Of the 97 people who contracted HIV through MSM, 55 were born in Ireland, as were 37 of the 178 cases transmitted in heterosexual relationships and 25 of the 36 transmitted through IDU.

“The positive impact of care and management on HIV-related illness is evident,” the report says.

“However, with an average of 320 new diagnoses each year, the demands and need for healthcare services, both clinical and diagnostic, grows.

“It is important to ensure that services are accessible to all and that the increasing demands do not compromise capacity to manage the increasing burden of illness safely and effectively,” it says.

It also makes several suggestions for supporting and planning the delivery of services, such as reviewing the governance and reporting arrangements of the HIV case based reporting system in order to improve case reports.

Also, assuring access to early diagnosis, care and management by providing culturally and gender appropriate services, which in turn requires a coherent framework for action at regional, national and international levels.

Begas says Ireland needs a better approach towards sexual health in general, and that outside of Dublin the provision of STI testing is patchy.

“The advice for preventing infection is very simple. Abstinence is efficient and effective but it doesn’t work,” Freedman says.

“Sticking to one partner, knowing your partner, is highly effective, but again, not everybody can do it.

“Using a condom and following safe sex practices is highly efficient. Also sex, like any athletic sport, is best performed soberly,” he says.

He adds that education in schools is important to promoting safe-sex practices.

“STIs are lightly touched upon in a religious health education curriculum: a very light touch.

“Pre-adolescent kids are very bright, educated, and like to get the facts. They are certainly not fooled by fairy tales,” he says.

In recent years there has been a resurgence of the STIs syphilis and gonorrhoea in Ireland.

“One of the cornerstones of both HIV and STI prevention is that people should be fully screened if they feel that they have taken a risk or been put at risk.

“One thing is that you cannot rely on symptoms, because these infections are all silent.”

The Centre for Disease Control generally recommends STI testing every year for adolescents and those in risk groups, he says.

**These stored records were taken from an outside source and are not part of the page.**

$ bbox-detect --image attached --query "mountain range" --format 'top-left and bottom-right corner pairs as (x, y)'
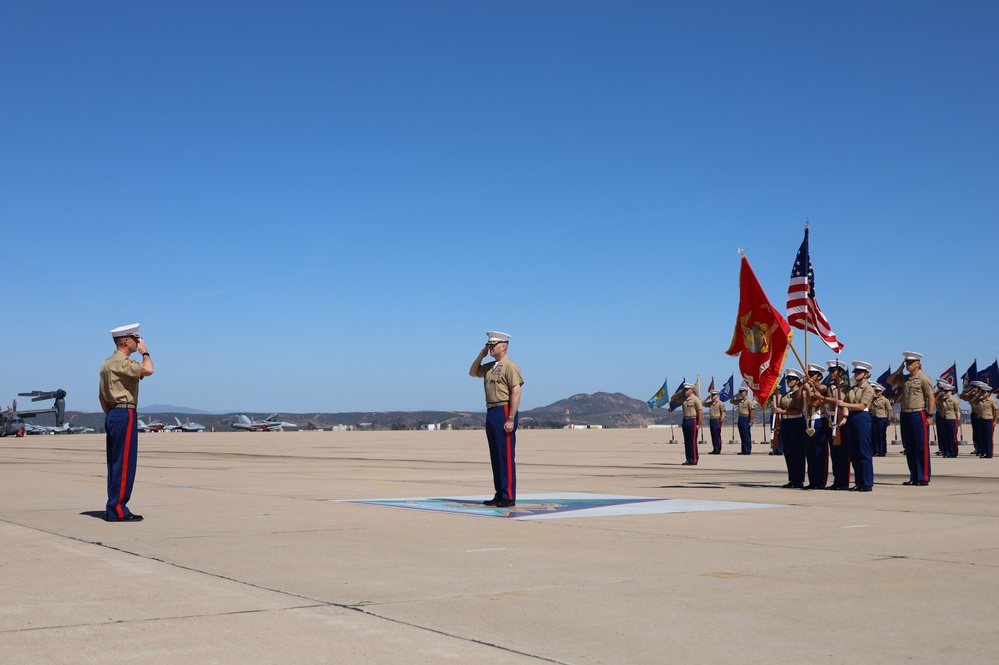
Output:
(56, 392), (680, 430)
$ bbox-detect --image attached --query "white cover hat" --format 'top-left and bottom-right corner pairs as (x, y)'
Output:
(486, 330), (510, 344)
(111, 323), (139, 338)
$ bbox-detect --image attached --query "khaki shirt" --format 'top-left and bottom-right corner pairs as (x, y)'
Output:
(777, 390), (805, 418)
(683, 395), (704, 418)
(100, 350), (142, 407)
(971, 395), (999, 420)
(937, 395), (961, 420)
(892, 370), (933, 411)
(732, 397), (760, 416)
(871, 395), (891, 418)
(708, 400), (725, 420)
(475, 358), (524, 404)
(843, 383), (875, 413)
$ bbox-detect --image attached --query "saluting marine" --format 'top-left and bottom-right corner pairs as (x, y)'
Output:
(682, 383), (704, 466)
(468, 330), (524, 508)
(888, 351), (936, 486)
(708, 390), (725, 455)
(960, 381), (982, 455)
(732, 385), (760, 455)
(837, 360), (874, 492)
(774, 369), (805, 489)
(936, 380), (961, 457)
(802, 364), (829, 490)
(825, 360), (850, 490)
(871, 383), (892, 457)
(972, 381), (999, 459)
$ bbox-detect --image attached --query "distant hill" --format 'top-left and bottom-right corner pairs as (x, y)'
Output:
(60, 392), (680, 431)
(142, 404), (211, 414)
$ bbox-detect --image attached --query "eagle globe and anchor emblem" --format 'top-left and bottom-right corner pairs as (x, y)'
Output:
(739, 310), (772, 353)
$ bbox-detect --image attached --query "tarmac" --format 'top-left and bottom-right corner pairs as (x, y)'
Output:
(0, 428), (999, 665)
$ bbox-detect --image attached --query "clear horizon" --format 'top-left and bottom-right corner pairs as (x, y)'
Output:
(0, 0), (999, 413)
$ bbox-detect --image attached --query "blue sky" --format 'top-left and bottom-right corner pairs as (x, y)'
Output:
(0, 0), (999, 412)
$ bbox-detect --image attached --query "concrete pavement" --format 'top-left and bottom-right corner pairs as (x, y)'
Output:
(0, 430), (999, 665)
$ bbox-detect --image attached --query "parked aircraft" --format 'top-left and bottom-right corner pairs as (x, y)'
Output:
(173, 416), (205, 432)
(24, 422), (94, 434)
(232, 413), (298, 432)
(139, 418), (167, 432)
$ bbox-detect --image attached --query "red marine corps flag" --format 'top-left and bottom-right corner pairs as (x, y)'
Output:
(725, 255), (793, 404)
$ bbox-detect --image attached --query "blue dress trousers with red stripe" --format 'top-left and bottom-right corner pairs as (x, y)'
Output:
(486, 404), (520, 501)
(104, 408), (139, 520)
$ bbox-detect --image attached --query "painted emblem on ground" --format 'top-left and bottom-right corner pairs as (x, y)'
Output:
(334, 492), (783, 520)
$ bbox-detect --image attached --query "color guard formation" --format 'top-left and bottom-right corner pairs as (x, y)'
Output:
(660, 351), (999, 492)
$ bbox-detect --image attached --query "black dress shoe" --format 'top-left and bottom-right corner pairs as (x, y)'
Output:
(108, 513), (142, 522)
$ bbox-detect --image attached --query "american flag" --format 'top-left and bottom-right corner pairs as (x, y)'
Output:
(787, 226), (843, 353)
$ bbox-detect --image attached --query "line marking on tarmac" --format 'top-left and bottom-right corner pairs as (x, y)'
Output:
(331, 492), (786, 520)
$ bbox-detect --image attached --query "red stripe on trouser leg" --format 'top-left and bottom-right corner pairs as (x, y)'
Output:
(115, 409), (135, 519)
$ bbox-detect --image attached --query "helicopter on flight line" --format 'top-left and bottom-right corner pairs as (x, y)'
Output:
(232, 413), (298, 432)
(0, 388), (67, 436)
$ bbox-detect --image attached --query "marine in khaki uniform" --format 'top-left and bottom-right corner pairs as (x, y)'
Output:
(708, 390), (725, 455)
(837, 360), (874, 492)
(468, 331), (524, 508)
(972, 381), (999, 459)
(871, 383), (892, 457)
(936, 381), (961, 457)
(98, 323), (153, 523)
(888, 351), (936, 486)
(682, 383), (704, 466)
(825, 359), (850, 490)
(801, 363), (829, 490)
(774, 369), (805, 489)
(732, 385), (760, 455)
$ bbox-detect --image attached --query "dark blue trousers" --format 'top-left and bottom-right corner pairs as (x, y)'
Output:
(936, 412), (957, 457)
(898, 411), (931, 483)
(981, 418), (995, 457)
(871, 416), (888, 457)
(971, 413), (982, 455)
(486, 404), (520, 501)
(803, 419), (829, 488)
(779, 416), (805, 485)
(829, 428), (850, 489)
(739, 416), (753, 455)
(681, 418), (700, 464)
(708, 418), (721, 454)
(843, 411), (874, 487)
(104, 409), (139, 520)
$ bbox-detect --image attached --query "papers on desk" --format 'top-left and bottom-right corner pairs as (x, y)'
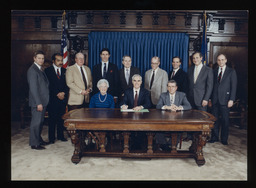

Ireland does not have guidelines for STI testing, but after changing sexual partners or if someone feels they are at risk, they should go for a test, he says.

The HIV virus is the most active, and so the most contagious, for the first six months after the initial infection.

In the United States more than 50 per cent of new HIV cases are reported to have been contracted from people who were in the initial stages of the infection, Freedman adds.

This makes early diagnosis key to preventing the spread because once people know they are infected they change their behaviour, he says.

“People who know they are HIV positive are much more conscious.”

In 2006 the Centre for Disease Control also recommended universal testing for HIV which, Freeman says, is one of the most effective ways of controlling the spread of the virus.

This change is represented in a move from an opt-in policy, where patients have to ask for the test, to an opt-out policy, where testing is part of normal procedure and patients would have to ask not to have the test done, something the GUIDE clinic has been practising for about 20 years.

Freedman says that people in risk groups should also be screened at regular intervals.

The recent resurgence of STIs in Ireland indicates that people are taking greater risks, particularly in the younger generation.

“What we surmise to some extent is that they have grown up in this era of HIV/Aids and either they believe that they are invincible or that it is worth the risk,” he says.

Begas describes a certain “blind denial” among both young people in Ireland and, interestingly, older people coming out of long-term relationships who aren’t aware of the high prevalence of STIs.

Freedman doubts that the price of condoms, or the VAT on condoms, is contributing much to this phenomenon. “They certainly cost less than the price of a pint or Viagra,” he says.